Moomba thug now alleged carjacker as Victoria’s top cop holds Youth Summit
- Syndicates recruit Melbourne teens for violent crime sprees
- Police shift focus to help runaways
- Baseball bats in short supply as terrified residents take up arms
- Refugee parents send kids back to Africa to escape crime scourge
- Melbourne teen gang leaves trail of violence and destruction
A MOOMBA rioter offered a second chance by the courts has repaid society by carjacking a terrified father, his wife and their 12-year-old daughter, it is alleged.
The 17-year-old is among nine teens charged over an 80-minute crime spree in which a home was raided and two drivers were separately attacked in Melbourne’s west on Monday.
A lawyer representing one boy said his client committed the crimes for no other reason than “he thought it would be fun”, adding “unfortunately, it’s a modern scourge”.
Victoria Police Chief Commissioner Graham Ashton is hosting 200 leaders at an unprecedented Youth Summit, aiming to tackle escalating violent crime by teens.
As part of a four-month investigation the Herald Sun, a partner in the summit, can also reveal:
STATE care runaways go missing on average six times a year, committing crimes or falling victim to predators;
MIDDLE Eastern syndicates and bikies are recruiting children as young as 12, and;
CAR thefts by children have soared by more than 40 per cent in five years.
In court on Wednesday, police alleged the agile offenders behind the Monday crime spree — some aged just 13 — broke into the second storey of a Sunshine home at 10.30pm, rummaging through the room before being disturbed by the resident, and escaping into a nearby stolen car.
Half an hour later the gang used the stolen white Corolla to box in a Ford Falcon on McIntyre Rd, Sunshine, with one of the teens approaching the car armed with a hammer, the court heard.
The frightened driver accelerated away as one of his attackers allegedly smashed a window with the weapon.
At 11.28pm, the youths allegedly stalked a BMW from St Albans McDonald’s to the driveway of a nearby home.
Police say one of the boys threatened to kill the driver, who received cuts and a broken wrist when he was attacked in front of his wife and young daughter — also assaulted as she was dragged from the $90,000 car.
Seven people were arrested fleeing police from McDonald’s 20 minutes later, with officers arresting four others after tracking the stolen BMW to Taylors Hill. The 17-year-old was on Wednesday remanded to face court next month on six charges, including stealing the luxury car, attempted armed robbery of the Ford, and assaulting the St Albans father.
It comes less than three weeks after the teen was granted a deferral by a children’s magistrate over a previous car theft and his involvement in the Moomba riots.
Deferral of sentencing is an option for courts to allow offenders to rehabilitate themselves.

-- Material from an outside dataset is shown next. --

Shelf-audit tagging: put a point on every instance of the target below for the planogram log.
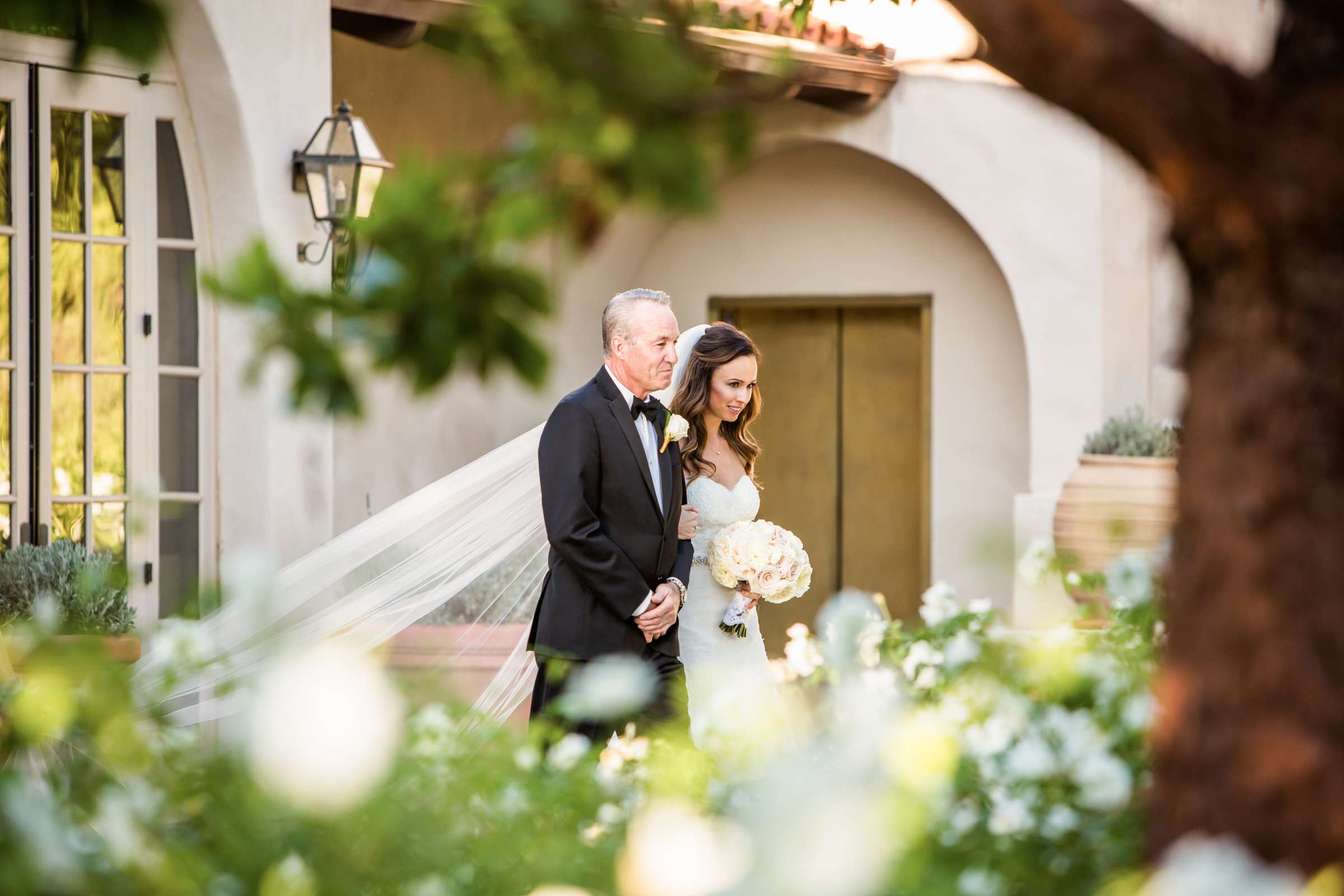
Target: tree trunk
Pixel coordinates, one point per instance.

Court proceedings are continuing for most of the boys charged over the violent scenes in Melbourne’s CBD on March 12.
A magistrate on Wednesday denied bail to three of the seven teens accused of this week’s rampage after hearing they had each been on several counts of bail when the attacks occurred.
“There’s no rhyme or reason about it. They are not drug or alcohol affected, they are just violent,” she said.
In refusing one 17-year-old bail despite his guilty plea, another magistrate said the teen had caused “untold harm” to his victims.
YOUTH CRIME SUMMIT
EDUCATION and job opportunities for the young and what drives violent behaviour are among issues to be examined at the Victoria Police Chief Commissioner’s Youth Summit on Thursday.
Top cop Graham Ashton will address around 200 leaders from government departments, agencies and community organisations to kick off the event, supported by the Herald Sun.
Criminology expert Prof Mark Halsey, from Flinders University, and Salvation Army youth services manager Hayley Troemml-Wilson will also address the gathering tackling young people’s involvement in serious and violent crime.
The discussion will include education and employment, personal safety and victimisation, vulnerability to violent behaviour, mental health and substance misuse.
Mr Ashton said a broader understanding of what was driving youth crime was needed if recidivism was to be addressed.
“This summit for me is an opportunity to learn about the factors — but also importantly what do we have to do, and who’s got to do what to address the issues,’’ he said.
An understanding of the role of parents was also important, he said.
AFL Victoria, the Australian Drug Foundation, Berry Street, Crime Statistics Agency, Education Department, Justice Department, Department of Premier and Cabinet, Federation of Community Legal Centres, Islamic Council of Victoria, Law Institute Victoria Parliament of Victoria, Police Association of Victoria, Victoria Legal Aid and Youth Affairs Council are among organisations attending.